Copyright: photoeverywhere
Copyright: photoeverywhere

Here’s my test for the budget announced on Wednesday – does it respond to the most urgent problems in housing right now? In my view, it completely fails to address – or even acknowledge – the most urgent housing issues facing this country.

It makes the housing affordability crisis worse

Millions of people are desperate to own their own home, and high rents are putting terrible pressure on household budgets. However, there was very little to help first-time buyers in the budget announced this week and nothing to help renters who are getting into difficulty as a result of the Covid crisis.

Both the main housing policies announced by the Chancellor are not targeted at first-time buyers – so may have the effect of pushing prices further out of reach of those trying to get on the housing ladder.

First – the Tories have said the current Stamp Duty Holiday will be extended for several months. Far from bringing home ownership within reach, the policy has been credited with rocketing house prices. This tax break is available to everyone, not just first-time buyers. As a result, it has effectively handed landlords and second home owners half a billion pounds.

Second – a mortgage guarantee scheme is the other major housing policy in the package, allowing people to get mortgages of up to 95% of the value of a home. Yet again, it is not targeted at first time buyers, meaning that it has the potential to inflate house prices and push homes further beyond the affordability for many first-time buyers.

This budget shows, once again, that the Tories are the party of landlords and developers. They are not on the side of people who need a secure place to live.

It ignores the climate emergency

Insulating homes is key to making them warmer, more energy efficient and healthier. It is also a very effective way of reducing carbon emissions, cutting energy waste and creating jobs.

Sadly, the Chancellor’s statement failed to acknowledge these opportunities, or the urgency of the climate crisis. There was very little on climate change and almost nothing which could apply to the efficiency of homes.

This glaring absence follows the recent news that the government will cut the Green Homes grant, originally designed to spend £2 billion on improving the energy efficiency of 600,000 homes. It seems it will now improve less than a tenth of the target figure.

The collapse of this policy is a devastating U-turn, coming less than four months after the Prime Minister announced an extension to the scheme as a major part of his ’10 point plan’ for a green recovery.

The Green Homes grant was a step in the right direction. Instead of cutting it, the budget was an opportunity to make it bigger and more effective. Labour has repeatedly called for a £30bn green economic recovery to create 400,000 secure jobs in clean industries.

Using the Tories’ own phrase, it could have been a chance to ‘level up’ deprived areas. The average energy performance of homes is lower in deprived regions, particularly in rural areas. Many of these areas are crying out for jobs. A decent home retrofit programme could have solved all these problems.

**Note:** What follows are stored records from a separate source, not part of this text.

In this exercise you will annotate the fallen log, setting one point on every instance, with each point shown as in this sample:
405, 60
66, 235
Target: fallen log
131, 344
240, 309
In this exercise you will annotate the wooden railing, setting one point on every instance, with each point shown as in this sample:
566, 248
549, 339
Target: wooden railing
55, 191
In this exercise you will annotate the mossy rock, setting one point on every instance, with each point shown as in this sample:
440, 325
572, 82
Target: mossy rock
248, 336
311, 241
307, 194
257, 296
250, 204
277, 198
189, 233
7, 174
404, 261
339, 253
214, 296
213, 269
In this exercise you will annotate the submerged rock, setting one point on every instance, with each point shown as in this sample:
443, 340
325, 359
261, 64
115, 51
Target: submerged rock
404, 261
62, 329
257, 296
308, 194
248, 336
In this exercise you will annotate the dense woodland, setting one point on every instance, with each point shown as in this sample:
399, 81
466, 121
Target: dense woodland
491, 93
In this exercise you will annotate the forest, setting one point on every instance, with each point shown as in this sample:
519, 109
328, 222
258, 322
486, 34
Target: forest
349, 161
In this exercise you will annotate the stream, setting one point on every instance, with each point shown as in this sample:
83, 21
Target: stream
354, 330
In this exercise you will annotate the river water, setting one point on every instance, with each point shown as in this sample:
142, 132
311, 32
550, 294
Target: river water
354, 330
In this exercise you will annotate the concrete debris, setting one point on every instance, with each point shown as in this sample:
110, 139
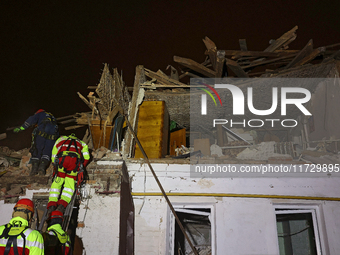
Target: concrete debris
216, 150
99, 153
4, 162
262, 151
113, 155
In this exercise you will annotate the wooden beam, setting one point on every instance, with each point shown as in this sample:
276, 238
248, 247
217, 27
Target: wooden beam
332, 57
128, 142
220, 63
303, 53
253, 53
237, 70
282, 40
74, 127
195, 66
263, 62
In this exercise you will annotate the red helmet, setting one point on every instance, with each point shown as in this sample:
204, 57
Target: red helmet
40, 110
26, 204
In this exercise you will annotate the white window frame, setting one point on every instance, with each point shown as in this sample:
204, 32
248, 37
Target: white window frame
318, 223
186, 207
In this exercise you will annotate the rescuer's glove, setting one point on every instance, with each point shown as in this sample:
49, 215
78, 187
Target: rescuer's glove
80, 177
17, 130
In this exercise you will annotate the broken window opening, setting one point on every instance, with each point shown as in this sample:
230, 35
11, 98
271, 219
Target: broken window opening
297, 231
199, 226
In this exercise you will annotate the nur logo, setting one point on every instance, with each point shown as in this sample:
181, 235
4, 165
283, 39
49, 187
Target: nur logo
204, 98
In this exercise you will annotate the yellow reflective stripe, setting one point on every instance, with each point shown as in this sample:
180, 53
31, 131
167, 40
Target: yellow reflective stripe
35, 244
69, 190
3, 241
66, 195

It tries to hide the cladding scandal

Government inaction has turned a building safety problem into a full-blown crisis.

The response to the Grenfell Tower disaster has been piecemeal and ineffective. As a result, there are many thousands of people still living in flats wrapped in flammable cladding, almost four years later. Delays and uncertainty have paralysed a large part of the housing market.

So cladding campaigners have been waiting anxiously for details of the £3.5 billion fund to fix some safety defects in some buildings, which housing minister Chris Pincher promised would come in the budget.

Sadly, this was another broken promise. In the budget there was no mention of the fund, or the cladding crisis, nor building safety. This is incredible – and somewhat worrying – for a spending commitment of this size. Omitting it leaves huge numbers of people in limbo, unsure of whether their building will be covered. There are rumours and media reports that a lot of people will be excluded from this scheme. For some, this will mean financial ruin.

Labour will keep fighting for a fair solution to this crisis. Ignoring this injustice will not make it go away.

It won’t increase the number of homes

The UK has a shortfall of about 4.8 million homes, leading to high levels of homelessness, falling rates of home ownership among young people and high housing costs.

Investment in council housing is an essential part of the solution. It’s not just Labour saying this – this is also the position of Trade Unions, the Local Government Association, the Confederation of British Industry and Shelter. There was nothing in this budget to help councils to build more, in fact the budget for local government and housing is being cut.

There are empty homes and rental properties across the country which could be brought into the council or housing association sector. Many of them need urgent work to make them warm and dry, but again, there was nothing in the budget.

This is economic illiteracy – as well as building and retrofitting homes which people need, this would all create jobs and economic growth, which we badly need as we come out of this crisis.

It won’t confront the reasons people become homeless

While evictions bans are welcome, the government needs to address the underlying problem of high rents, precarious wages and reduced incomes for people with little savings or prospects of a new job in the current climate.

This week they have failed to do this and as a result hundreds of thousands of families are in difficulty. This is likely to put further strain on public finances if they become homeless and have to turn to councils for help. Yet councils are also under great strain and there was nothing for them to help with housing costs in the budget either.